On any interval \([x_{i-1},x_{i+1}]\) for \(i=2,\ldots,n-1\), each term in the sum defining \(g(x)\) is linear with the exception of the term \(j=i\). This particular term is piecewise-linear there with slope

\[ - \frac{m_{i+1} - m_{i}}{2}\]

to the left of \(x_i\) and slope

\[ \frac{m_{i+1} - m_{i}}{2}\]

to the right. Thus if \({\tilde m}_i\) denotes the slope of \(g(x)\) on \([x_{i-1},x_i]\) (where \(g\) itself must also be linear), it follows that

\[ {\tilde m}_{i+1} - {\tilde m}_i = m_{i+1}-m_i \]

for each \(i=2,\ldots,n-1\). As a consequence, the difference \(f(x) - g(x)\) is a continuous function on \([a,b]\) and the difference of slopes on \([x_{i},x_{i+1}]\) and \([x_{i-1},x_i]\) is zero. In other words, \(f(x) - g(x)\) has the same slope on all segments and therefore must be linear.

Corollary

Every piecewise-linear function \(f\) on \([a,b]\) can be uniformly approximated by polynomials.

Proof

Without loss of generality, \(f\) is not linear (since otherwise it can be approximated by itself with no error). Suppose \(f\) is expressed as above. Let \(n-2\) denote the total number of terms appearing in the sum of shifted absolute value terms and let \(c_{max} = \max\{c_2,\ldots,c_{n-1}\}\). Fix any \(\epsilon > 0\), let \(R := 2\max\{|a|,|b|\}\), and let \(p\) be

a polynomial such that \(|p(x) - |x|| < \epsilon/(nc_{max}+1)\). On \([a,b]\), \(|x - x_i| \leq |x| + |x_i| \leq R\), therefore

\[ |p(x-x_i) - |x-x_i|| < \frac{\epsilon}{nc_{max}+1}\]

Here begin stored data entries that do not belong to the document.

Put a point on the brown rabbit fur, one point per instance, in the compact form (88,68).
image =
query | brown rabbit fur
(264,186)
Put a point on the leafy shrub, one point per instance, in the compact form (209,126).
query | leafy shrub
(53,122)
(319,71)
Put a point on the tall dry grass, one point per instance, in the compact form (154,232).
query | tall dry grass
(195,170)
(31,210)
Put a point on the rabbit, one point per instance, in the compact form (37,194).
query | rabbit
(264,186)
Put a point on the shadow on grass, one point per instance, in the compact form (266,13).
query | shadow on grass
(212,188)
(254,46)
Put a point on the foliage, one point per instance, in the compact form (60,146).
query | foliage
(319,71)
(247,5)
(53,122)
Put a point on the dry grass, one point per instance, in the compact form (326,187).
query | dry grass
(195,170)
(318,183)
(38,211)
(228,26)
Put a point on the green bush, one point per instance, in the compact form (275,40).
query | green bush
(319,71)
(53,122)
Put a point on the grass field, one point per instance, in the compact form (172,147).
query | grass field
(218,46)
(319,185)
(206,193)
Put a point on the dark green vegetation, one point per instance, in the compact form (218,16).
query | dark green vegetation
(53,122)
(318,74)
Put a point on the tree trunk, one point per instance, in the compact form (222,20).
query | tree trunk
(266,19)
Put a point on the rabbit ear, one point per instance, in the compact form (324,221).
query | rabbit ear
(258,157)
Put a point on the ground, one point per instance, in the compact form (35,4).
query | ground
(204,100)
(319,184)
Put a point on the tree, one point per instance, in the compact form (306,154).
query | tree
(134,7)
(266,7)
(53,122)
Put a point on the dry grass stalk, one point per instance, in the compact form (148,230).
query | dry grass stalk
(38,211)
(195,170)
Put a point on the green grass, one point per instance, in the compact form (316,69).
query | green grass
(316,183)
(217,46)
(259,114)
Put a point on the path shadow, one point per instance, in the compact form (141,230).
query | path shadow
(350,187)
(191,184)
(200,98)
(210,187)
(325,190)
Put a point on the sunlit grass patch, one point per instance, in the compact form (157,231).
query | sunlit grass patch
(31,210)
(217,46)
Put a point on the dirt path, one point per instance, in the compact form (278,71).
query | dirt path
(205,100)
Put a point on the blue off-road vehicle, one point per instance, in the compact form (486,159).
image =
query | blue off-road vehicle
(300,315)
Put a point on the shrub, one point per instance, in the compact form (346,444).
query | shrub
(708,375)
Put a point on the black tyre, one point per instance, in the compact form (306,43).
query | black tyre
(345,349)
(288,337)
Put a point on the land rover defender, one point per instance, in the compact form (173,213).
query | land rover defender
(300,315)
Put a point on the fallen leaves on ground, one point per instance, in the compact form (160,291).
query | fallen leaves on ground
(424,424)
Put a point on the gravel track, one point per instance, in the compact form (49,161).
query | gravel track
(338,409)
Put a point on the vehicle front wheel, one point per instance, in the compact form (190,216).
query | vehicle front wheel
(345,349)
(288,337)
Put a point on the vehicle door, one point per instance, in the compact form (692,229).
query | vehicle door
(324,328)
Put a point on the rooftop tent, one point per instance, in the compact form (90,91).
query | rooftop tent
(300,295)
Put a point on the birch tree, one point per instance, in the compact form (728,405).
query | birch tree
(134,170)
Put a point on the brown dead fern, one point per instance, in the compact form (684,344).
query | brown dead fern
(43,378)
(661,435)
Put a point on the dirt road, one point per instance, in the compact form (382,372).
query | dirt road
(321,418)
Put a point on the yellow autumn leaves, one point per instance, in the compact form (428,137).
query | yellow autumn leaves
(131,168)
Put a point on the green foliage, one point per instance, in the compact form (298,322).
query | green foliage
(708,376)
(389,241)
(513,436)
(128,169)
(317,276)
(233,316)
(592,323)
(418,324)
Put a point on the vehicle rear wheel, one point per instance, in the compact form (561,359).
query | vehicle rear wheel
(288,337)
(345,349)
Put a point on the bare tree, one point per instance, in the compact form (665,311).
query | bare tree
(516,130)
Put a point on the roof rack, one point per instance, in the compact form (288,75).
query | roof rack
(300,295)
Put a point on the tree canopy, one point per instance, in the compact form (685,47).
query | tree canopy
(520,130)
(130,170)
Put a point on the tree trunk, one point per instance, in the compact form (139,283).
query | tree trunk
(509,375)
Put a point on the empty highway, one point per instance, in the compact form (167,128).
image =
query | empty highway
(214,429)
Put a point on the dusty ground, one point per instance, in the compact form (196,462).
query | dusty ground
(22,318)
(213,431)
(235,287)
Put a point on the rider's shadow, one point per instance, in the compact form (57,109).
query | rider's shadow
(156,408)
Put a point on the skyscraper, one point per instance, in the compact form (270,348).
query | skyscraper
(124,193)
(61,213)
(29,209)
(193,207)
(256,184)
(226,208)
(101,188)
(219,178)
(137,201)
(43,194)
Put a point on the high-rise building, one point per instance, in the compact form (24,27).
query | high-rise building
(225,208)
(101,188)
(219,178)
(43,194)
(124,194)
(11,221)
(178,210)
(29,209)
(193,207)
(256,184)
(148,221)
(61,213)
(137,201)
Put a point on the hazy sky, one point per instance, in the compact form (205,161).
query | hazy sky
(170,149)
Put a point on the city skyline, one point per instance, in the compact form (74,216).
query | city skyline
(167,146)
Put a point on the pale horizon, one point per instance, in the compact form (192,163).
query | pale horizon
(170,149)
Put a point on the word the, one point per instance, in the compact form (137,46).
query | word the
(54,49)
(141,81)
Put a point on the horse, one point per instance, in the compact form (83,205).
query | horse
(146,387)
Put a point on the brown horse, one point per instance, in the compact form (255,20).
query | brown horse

for each \(i=2,\ldots,n-1\) in the sum. Thus

\[ \left| \sum_{i=2}^{n-1} c_i p(x-x_i) - \sum_{i=2}^{n-1} c_i |x-x_i| \right| < \epsilon. \]

Therefore the polynomial

\[ cx + d + \sum_{i=2}^{n-1} c_i p(x - x_i) \]

is uniformly close to \(f\) on \([a,b]\) with difference everywhere less than \(\epsilon\).

3. Approximating Continuous Functions by Polynomials

To finish the full Weierstrass Approximation Theorem, we use a simple transitivity argument: let \(f\) be continuous on \([a,b]\); there exists a piecewise-linear function \(g\) on \([a,b]\) such that

\[ \sup_{x \in [a,b]} |f(x) - g(x)| < \frac{\epsilon}{2}. \]

Now let \(h\) be a polynomial such that

\[ \sup_{x \in [a,b]} |g(x) - h(x)| < \frac{\epsilon}{2}. \]

For any \(x \in [a,b]\),

\[{}|f(x) - h(x)|{}\]

\[{}\leq |f(x) - g(x)| + |g(x) - h(x)|{}\]

\[{}\leq \sup_{x \in [a,b]} |f(x) - g(x)|{}\]

\[{}+ \sup_{x \in [a,b]} |g(x) - h(x)|{}\]

\[{}< \epsilon.{}\]